Mit „Verschollen in Simris – Ein Schwedenkrimi“ hat das Energieunternehmen E.ON auf Facebook den weltweit ersten interaktiven Chatbot-Schwedenkrimi gestartet. E.ON nimmt die Nutzer mit in das schwedische Dorf Simris, um dort gemeinsam einen fiktionalen Kriminalfall zu lösen. Sie suchen nach einem verschollenen Lottogewinner, lernen die Einwohner kennen und erfahren ganz nebenbei mehr über die Energielösungen im lokalen Inselnetz-Projekt von E.ON.
Das Besondere: Die Nutzer führen selbst Regie. An zentralen Stellen der Handlung entscheiden sie nicht nur über den weiteren Verlauf, sondern damit auch wie der Krimi am Ende ausgeht. Dabei können sie beispielsweise wählen, welcher Spur sie als nächstes folgen wollen: Mit wem steckt der knorrige Dorfschmied Knallen unter einer Decke? Was hat die resolute Karin zu verbergen? Oder lohnt sich zuerst ein Besuch auf dem örtlichen Friedhof?
Die Bewohner von Simris spielen sich in kurzen Videoclips selbst. Diese sieht der Nutzer neben Bildern und Textbausteinen in der Messenger-Funktion von Facebook. Was jeweils als Nächstes gezeigt wird, hängt von den Nutzern ab. Ein Chatbot reagiert individuell auf ihre Eingaben und führt sie durch ihren ganz persönlichen Krimi.
„Mit klassischer Kommunikation erreichen wir immer weniger Menschen. Deshalb entwickeln wir neue Formate, um Menschen anzusprechen, die sich sonst kaum für unsere Themen interessieren.
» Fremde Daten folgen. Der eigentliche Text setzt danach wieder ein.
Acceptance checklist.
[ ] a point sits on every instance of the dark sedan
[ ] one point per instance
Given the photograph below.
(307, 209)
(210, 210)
Unser weltweit erster interaktiver Schwedenkrimi im Facebook-Messenger bietet eine Mischung aus kurzweiliger Unterhaltung, immer neuen Überraschungen, Spannung und ganz nebenbei auch interessanten Informationen über Energielösungen der Zukunft”, sagt Carsten Thomsen-Bendixen, Leiter Stakeholder-Kommunikation und Konzernpressesprecher.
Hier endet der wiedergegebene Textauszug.